A cena não é difícil de imaginar: em
Versalhes, c. 1670, por entre perucas brancas e apliques dourados, Claude
Jacquet, organista e proprietário de uma luteria, conduz uma menina pela mão
até ao cravo, miniatura de madeira exótica num mundo de mármore e porcelana.
Ela começa a tocar e Luís XIV finge prestar atenção até ao momento em que
presta mesmo e em que o silêncio em seu redor se desfaz em sedas. Aos cinco
anos, Elisabeth-Claude Jacquet era um concentrado de delicadeza, engenho e
fantasia. Deliciado, o Rei Sol concede-lhe uma subvenção vitalícia e, acenando
com a cabeça a Madame de Montespan, assegura-lhe a educação. Há um relato de
julho de 1677, publicado no Mercure Gallant, em que se conta que ela lia “a
música mais difícil à primeira vista”, que, ao cravo, se acompanhava “a si
mesma e a outros tocando de um modo inimitável”, que compunha “peças originais”

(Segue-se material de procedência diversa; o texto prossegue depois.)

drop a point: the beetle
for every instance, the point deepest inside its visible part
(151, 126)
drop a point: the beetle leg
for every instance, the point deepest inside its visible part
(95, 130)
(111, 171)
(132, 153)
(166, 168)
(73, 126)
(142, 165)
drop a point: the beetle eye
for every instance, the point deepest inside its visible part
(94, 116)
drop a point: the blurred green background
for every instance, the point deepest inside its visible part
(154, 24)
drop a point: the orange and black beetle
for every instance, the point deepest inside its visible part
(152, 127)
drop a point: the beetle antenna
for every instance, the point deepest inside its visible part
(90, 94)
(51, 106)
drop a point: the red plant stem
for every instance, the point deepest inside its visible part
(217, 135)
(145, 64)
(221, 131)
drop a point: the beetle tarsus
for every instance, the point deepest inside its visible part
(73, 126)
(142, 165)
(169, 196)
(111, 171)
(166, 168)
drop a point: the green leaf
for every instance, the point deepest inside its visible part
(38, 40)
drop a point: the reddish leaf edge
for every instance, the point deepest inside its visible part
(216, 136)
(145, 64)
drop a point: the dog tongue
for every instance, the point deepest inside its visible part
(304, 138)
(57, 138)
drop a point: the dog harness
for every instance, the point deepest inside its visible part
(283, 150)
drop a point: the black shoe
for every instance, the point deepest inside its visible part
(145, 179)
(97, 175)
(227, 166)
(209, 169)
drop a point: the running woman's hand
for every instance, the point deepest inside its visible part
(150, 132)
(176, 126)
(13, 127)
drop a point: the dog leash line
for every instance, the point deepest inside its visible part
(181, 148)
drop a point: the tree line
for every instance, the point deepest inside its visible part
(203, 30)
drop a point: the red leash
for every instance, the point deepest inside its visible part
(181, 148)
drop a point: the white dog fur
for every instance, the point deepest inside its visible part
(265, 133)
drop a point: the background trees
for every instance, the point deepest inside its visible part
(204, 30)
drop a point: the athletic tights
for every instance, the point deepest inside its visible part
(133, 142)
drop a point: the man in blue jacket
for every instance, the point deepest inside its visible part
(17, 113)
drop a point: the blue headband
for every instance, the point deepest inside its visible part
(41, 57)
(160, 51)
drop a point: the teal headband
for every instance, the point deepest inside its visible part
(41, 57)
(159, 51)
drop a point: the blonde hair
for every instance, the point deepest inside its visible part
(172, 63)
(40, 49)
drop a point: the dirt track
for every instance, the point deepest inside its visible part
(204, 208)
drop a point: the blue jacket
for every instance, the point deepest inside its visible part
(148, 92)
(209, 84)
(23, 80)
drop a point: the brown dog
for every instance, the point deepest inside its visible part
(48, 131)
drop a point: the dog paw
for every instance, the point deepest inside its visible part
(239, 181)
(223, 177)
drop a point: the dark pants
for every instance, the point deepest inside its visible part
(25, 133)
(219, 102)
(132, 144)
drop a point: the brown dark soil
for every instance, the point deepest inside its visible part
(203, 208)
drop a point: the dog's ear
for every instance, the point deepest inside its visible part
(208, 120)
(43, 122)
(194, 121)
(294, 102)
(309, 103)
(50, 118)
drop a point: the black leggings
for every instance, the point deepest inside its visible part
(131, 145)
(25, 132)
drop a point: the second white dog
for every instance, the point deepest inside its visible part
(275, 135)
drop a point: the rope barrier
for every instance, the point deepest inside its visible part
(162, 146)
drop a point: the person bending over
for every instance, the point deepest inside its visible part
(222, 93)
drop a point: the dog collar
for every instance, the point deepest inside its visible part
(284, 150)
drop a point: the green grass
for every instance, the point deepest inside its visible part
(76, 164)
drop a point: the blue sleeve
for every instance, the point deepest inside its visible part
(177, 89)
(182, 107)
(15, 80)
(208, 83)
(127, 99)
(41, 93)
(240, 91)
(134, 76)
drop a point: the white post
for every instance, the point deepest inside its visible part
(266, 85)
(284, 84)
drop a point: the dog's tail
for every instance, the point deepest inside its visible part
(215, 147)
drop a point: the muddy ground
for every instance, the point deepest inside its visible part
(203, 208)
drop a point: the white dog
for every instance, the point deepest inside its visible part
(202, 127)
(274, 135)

e que as interpretava em “qualquer tom que se lhe pedisse”. De modo atípico,
até, e tudo isto se conta em “Five Lives in Music”, de Cecelia Hopkins Porter, Elisabeth
manteve uma carreira de instrumentista, compositora e tutora mesmo após o seu
casamento com Marin de La Guerre, em 1684. Para a posteridade fica a fama – e a
descrição das suas “improvisações de meia hora” em concorridos ‘salões
musicais’ – e parte de uma obra que representa um momento perfeitamente
pivotante na produção musical do seu tempo: o da réunion des gouts entre os estilos francês e italiano, em que se
distinguiu e de que são exemplo precoce as suas preclaras sonatas e suítes para
violino e cravo. Nasceu há 350 anos e consigo ainda se aprende.